Step-by-Step Calculation
Radius of curvature R = 30 cm gives focal length f = +R/2 = +15 cm. Object distance u = -15 cm.
Mirror formula 1/f = 1/v + 1/u yields:
1/v = 1/15 โ 1/(-15) = 1/30
so v = +7.5 cm (virtual image behind mirror).
Magnification m = -v/u = -7.5/-15 = +0.5 (upright, diminished).
Option Analysis
- (A) Real and inverted: Incorrect; convex mirrors never form real images, as v is always positive. Real images require converging rays, absent here.

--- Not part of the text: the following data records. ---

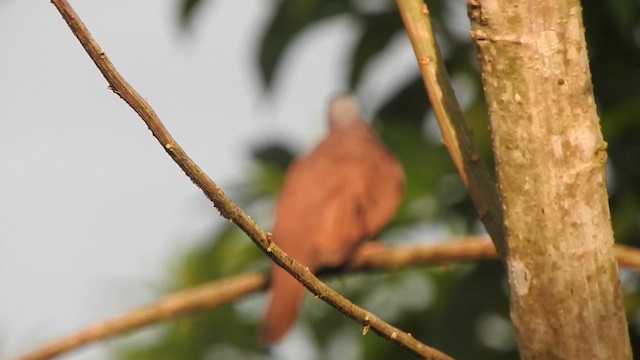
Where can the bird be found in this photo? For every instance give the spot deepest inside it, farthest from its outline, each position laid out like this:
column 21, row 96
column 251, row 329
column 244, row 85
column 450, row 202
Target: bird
column 332, row 199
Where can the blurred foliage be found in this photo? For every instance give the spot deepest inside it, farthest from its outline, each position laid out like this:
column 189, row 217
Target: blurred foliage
column 460, row 309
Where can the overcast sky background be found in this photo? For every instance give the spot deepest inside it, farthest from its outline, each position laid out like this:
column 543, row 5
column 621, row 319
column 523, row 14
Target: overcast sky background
column 92, row 211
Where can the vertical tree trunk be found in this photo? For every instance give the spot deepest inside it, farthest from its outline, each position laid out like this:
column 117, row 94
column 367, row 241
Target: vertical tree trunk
column 566, row 301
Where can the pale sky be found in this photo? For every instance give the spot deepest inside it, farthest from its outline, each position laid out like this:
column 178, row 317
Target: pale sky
column 92, row 211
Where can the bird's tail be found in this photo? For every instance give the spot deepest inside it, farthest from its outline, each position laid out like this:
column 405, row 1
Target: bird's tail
column 286, row 294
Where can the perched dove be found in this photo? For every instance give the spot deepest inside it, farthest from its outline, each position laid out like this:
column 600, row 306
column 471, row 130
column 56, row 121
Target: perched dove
column 342, row 192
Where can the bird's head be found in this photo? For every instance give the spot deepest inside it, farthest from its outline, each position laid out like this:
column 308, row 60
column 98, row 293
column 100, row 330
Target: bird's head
column 343, row 112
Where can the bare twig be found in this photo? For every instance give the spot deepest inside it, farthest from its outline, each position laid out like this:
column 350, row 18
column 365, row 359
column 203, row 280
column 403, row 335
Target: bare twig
column 224, row 205
column 216, row 293
column 208, row 295
column 456, row 135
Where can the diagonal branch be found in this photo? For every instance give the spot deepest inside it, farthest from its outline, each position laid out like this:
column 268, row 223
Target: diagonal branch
column 456, row 135
column 217, row 293
column 224, row 205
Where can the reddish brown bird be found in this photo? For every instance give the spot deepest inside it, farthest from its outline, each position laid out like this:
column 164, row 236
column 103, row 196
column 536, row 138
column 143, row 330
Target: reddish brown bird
column 342, row 192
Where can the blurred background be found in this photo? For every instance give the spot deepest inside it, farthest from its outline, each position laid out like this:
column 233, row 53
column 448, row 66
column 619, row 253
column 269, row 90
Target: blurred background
column 95, row 219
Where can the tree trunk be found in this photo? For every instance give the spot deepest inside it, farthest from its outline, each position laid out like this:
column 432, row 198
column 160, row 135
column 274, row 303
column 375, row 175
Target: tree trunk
column 565, row 295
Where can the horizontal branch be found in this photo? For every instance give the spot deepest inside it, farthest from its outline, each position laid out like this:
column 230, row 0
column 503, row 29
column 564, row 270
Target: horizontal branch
column 217, row 293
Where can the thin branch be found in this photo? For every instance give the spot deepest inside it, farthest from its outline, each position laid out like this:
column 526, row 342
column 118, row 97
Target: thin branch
column 456, row 135
column 224, row 205
column 206, row 296
column 217, row 293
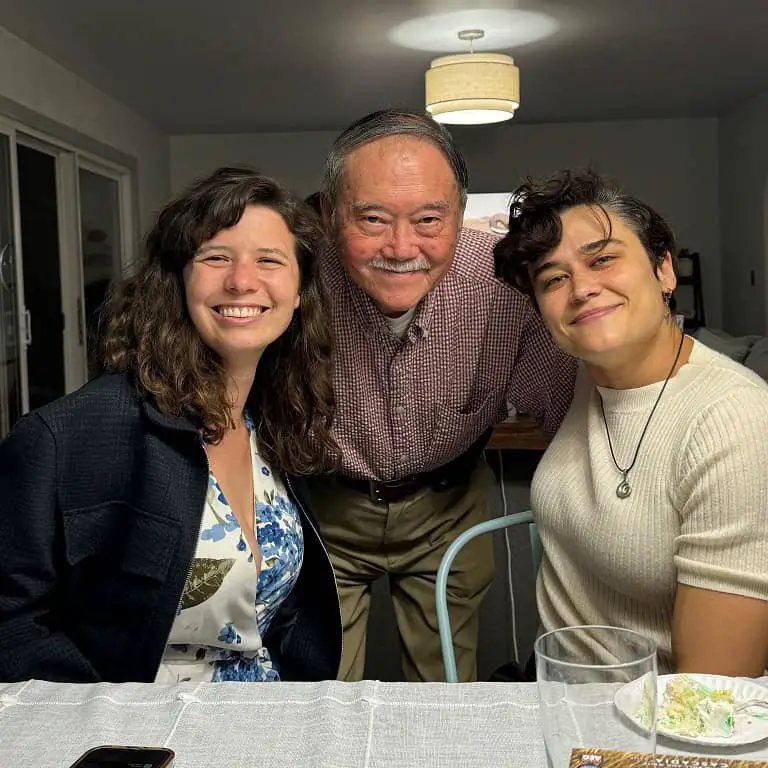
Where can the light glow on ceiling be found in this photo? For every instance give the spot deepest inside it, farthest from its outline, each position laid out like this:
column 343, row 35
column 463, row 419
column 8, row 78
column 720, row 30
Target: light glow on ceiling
column 503, row 29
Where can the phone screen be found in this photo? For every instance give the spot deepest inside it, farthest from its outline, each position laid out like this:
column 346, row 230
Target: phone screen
column 126, row 757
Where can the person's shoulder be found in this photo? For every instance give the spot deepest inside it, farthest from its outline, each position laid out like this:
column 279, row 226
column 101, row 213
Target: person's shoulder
column 724, row 376
column 99, row 402
column 473, row 263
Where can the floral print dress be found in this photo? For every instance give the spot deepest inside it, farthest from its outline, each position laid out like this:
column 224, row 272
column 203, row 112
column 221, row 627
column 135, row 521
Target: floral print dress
column 225, row 610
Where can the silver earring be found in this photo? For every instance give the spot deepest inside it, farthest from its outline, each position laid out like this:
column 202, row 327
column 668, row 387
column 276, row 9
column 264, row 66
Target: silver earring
column 667, row 296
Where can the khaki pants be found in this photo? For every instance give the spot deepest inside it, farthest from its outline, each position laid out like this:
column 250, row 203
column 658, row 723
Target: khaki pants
column 407, row 540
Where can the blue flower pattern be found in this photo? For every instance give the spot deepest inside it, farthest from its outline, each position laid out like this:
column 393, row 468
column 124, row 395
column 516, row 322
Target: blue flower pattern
column 232, row 649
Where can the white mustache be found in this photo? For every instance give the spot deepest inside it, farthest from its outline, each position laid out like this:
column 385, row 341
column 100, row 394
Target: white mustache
column 420, row 264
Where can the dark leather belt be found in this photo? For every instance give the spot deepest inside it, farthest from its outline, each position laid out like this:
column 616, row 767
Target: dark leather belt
column 451, row 475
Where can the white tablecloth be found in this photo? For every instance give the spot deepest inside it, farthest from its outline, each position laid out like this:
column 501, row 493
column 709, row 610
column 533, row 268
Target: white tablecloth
column 300, row 725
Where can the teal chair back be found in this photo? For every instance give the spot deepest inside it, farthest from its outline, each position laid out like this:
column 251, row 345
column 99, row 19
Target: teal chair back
column 441, row 587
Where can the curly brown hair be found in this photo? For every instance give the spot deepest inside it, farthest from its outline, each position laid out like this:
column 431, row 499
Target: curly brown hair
column 535, row 227
column 146, row 330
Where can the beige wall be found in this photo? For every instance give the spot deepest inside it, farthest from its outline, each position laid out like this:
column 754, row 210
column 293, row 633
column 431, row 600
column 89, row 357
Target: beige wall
column 673, row 164
column 744, row 216
column 38, row 83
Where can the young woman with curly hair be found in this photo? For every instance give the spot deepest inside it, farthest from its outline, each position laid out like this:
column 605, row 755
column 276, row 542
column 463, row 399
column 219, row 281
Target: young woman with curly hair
column 152, row 524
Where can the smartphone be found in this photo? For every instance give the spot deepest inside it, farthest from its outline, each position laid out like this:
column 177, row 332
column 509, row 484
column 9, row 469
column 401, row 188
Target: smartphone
column 125, row 757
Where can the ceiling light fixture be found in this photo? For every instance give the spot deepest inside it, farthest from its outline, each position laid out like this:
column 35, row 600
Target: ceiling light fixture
column 472, row 88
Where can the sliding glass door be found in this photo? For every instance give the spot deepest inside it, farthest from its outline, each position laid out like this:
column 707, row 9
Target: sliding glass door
column 12, row 373
column 64, row 235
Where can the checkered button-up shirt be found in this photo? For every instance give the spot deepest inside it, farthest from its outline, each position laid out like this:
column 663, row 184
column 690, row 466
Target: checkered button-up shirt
column 475, row 345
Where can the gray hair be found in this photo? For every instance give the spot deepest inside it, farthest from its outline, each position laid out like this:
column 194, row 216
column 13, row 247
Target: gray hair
column 380, row 125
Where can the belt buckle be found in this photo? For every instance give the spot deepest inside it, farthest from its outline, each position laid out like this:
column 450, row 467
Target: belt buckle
column 374, row 492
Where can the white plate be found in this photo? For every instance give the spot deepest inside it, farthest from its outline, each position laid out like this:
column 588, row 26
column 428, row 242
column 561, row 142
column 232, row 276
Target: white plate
column 747, row 730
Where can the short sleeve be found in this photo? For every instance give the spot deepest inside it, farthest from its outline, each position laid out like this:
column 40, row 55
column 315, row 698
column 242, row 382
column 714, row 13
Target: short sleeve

- (B) Real and upright: Incorrect; combines impossible traits for convex mirrors.
- (C) Virtual and inverted: Incorrect; images are virtual but always upright (m > 0). Inverted images need negative m, not possible.
- (D) Virtual and upright: Correct; matches v > 0 and m > 0 for all object positions in convex mirrors.
Key Properties of Convex Mirrors
Convex mirrors diverge light rays, producing virtual, upright, diminished images between pole and focus, regardless of object distance. This wide field of view suits applications like vehicle rearview mirrors.
SEO Optimized Introduction
Convex mirror image formation for an object 15 cm in front with a 30 cm radius of curvature always results in a virtual and upright image. This physics problem, common in exams like CSIR NET, uses the mirror formula and sign convention to determine image nature. Explore detailed calculations and why options like real or inverted fail.
Understanding Convex Mirror Basics
Convex mirrors bulge outward and diverge parallel rays, placing the focus behind the mirror (f positive). For any real object, images form virtually behind the mirrorโupright and smallerโoffering a broad view ideal for safety mirrors.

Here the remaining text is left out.